Physiological measures such as heart rate, EDA and skin temperature are indirect indices of engagement. In each case the measure is a summary of autonomic nervous system activity which include additional factors beyond cognitive and emotional engagement (e.g. breathing, digestion, electrolyte concentrations, etc.—all of which relate to internal bodily states rather than external stimuli). Moreover, it is difficult to convincingly disentangle cognition from emotion for both practical and theoretical reasons. In practice, cognitive effort and emotional arousal have common effects on the autonomous nervous system that drive the physiological responses being measured here12,13,14,18,19. As a result, there is no way to disentangle the two based solely on heart rate or EDA measures. A more fundamental reason, however, is that emotions are simply not distinct from other forms of cognition—despite a widespread assumption to the contrary49,50, which is why we choose to interpret the current findings as evidence of “cognitive and emotional engagement.”

Of course, it is possible that these conclusions are specific to the particular narratives that we selected. Though they span genres, they are all cases of successful narratives, in the sense that people chose to record audio books and make film adaptions of them. What is remarkable, however, is that despite their differences in tone and content, the pattern of differences we found between conditions are replicated very consistently across items, and across the time course of items (see SI Fig. 3). An intriguing open question is the degree to which our findings are true of engagement in art forms that are non-linguistic (such as music versus music and dance), or stimuli that are linguistic but less narrative-driven, such as cooking instructions.

Conclusion

We found that participants perceived themselves to be more concentrated and engaged while watching video narratives, but their physiological responses revealed more cognitive and emotional engagement while listening to audio narratives.
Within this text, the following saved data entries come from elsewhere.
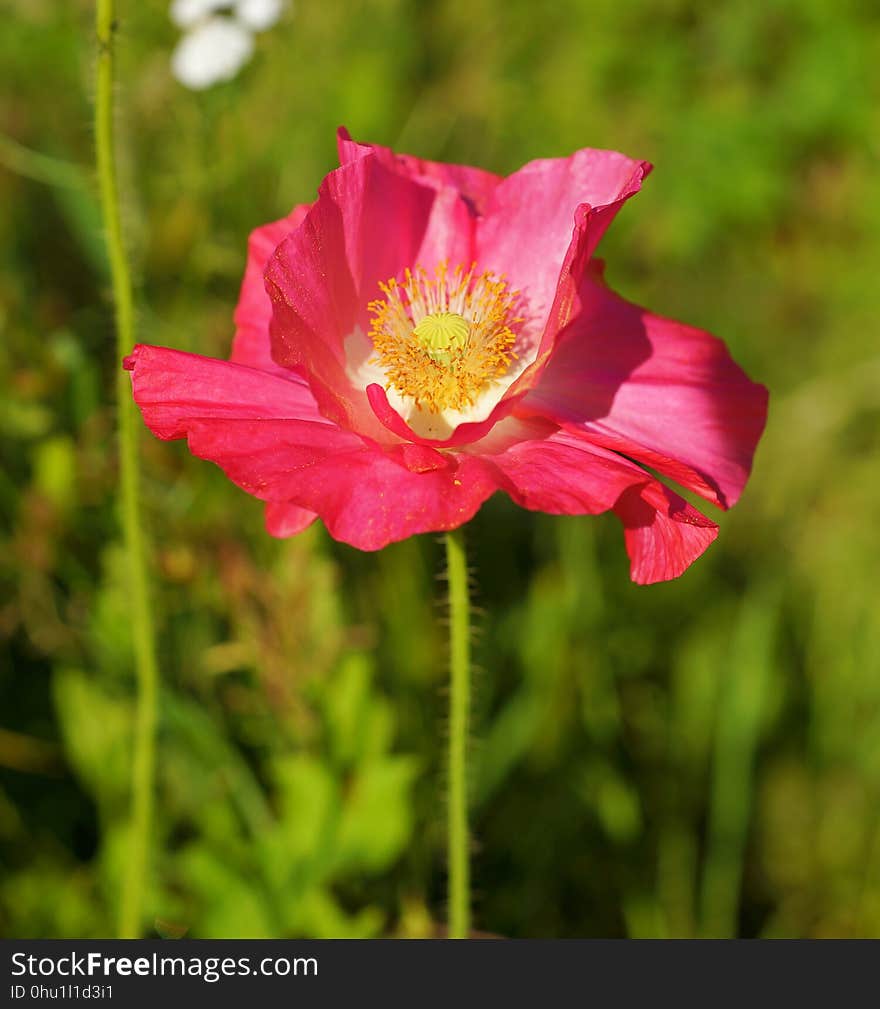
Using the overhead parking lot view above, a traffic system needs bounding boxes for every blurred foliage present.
[2,0,880,938]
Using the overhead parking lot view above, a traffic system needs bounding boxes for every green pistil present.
[413,311,470,366]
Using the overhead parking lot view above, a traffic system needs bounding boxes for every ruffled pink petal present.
[124,344,325,439]
[126,345,717,577]
[477,148,651,327]
[282,448,497,549]
[364,382,518,447]
[470,420,718,584]
[125,344,498,550]
[125,345,356,502]
[615,482,718,586]
[264,153,474,438]
[178,417,497,550]
[336,127,502,215]
[264,501,318,537]
[231,204,311,374]
[522,265,769,508]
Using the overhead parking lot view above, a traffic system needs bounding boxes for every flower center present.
[368,262,521,413]
[413,311,470,364]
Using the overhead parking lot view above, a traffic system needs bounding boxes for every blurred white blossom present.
[171,16,254,90]
[170,0,288,90]
[236,0,285,31]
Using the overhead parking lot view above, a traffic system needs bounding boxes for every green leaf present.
[335,757,418,874]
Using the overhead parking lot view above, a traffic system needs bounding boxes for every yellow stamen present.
[368,262,521,413]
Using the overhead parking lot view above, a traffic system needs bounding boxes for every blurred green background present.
[2,0,879,938]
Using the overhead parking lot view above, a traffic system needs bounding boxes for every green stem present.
[445,528,471,938]
[95,0,159,939]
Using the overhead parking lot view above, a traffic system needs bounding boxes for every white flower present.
[235,0,284,31]
[170,0,231,29]
[169,0,289,90]
[171,15,255,90]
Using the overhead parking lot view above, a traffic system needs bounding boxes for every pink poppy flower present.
[125,129,767,583]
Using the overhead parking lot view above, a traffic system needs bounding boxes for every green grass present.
[1,0,879,937]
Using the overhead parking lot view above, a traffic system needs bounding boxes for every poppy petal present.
[231,203,311,374]
[264,501,318,537]
[471,420,718,583]
[264,153,474,438]
[523,266,769,508]
[124,344,325,440]
[336,126,502,215]
[477,148,651,327]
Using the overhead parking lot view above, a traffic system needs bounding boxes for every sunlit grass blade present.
[699,581,779,937]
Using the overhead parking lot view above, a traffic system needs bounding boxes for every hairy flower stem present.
[95,0,159,939]
[445,528,471,938]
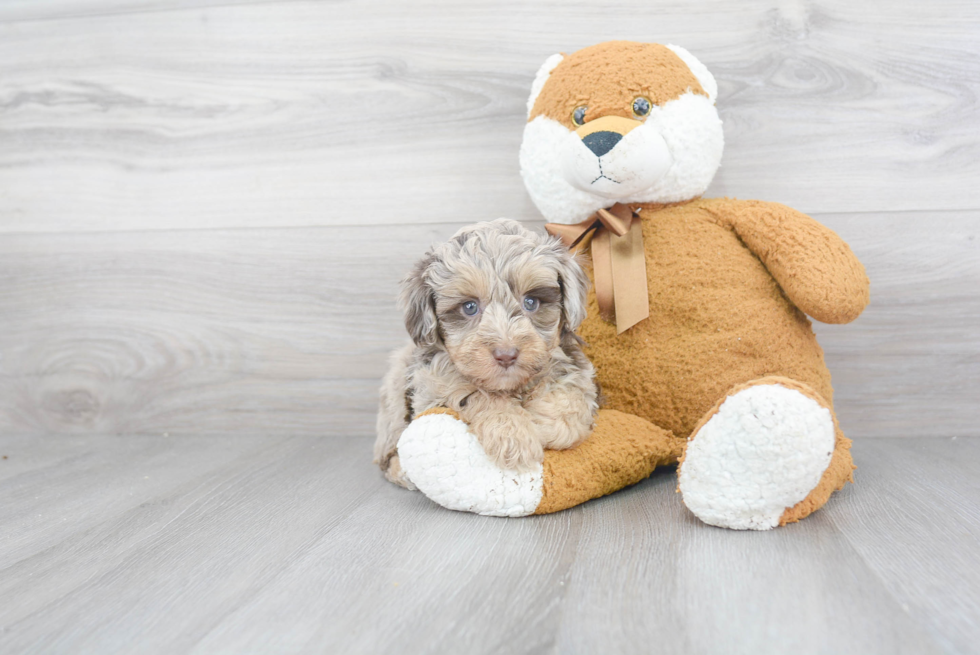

Why do they feel more engaged if their bodies say otherwise? We suggest that spoken narratives require the participant to be an actively engaged listener, whereas videos deliver rich stimulation to a more passive viewer. The pictures in the listener’s mind may not be as vivid and as detailed as those onscreen, and so auditory narratives are rated explicitly as less engaging; yet the imaginative generation of those images requires greater cognitive and emotional processing, and so they are physiologically more engaging.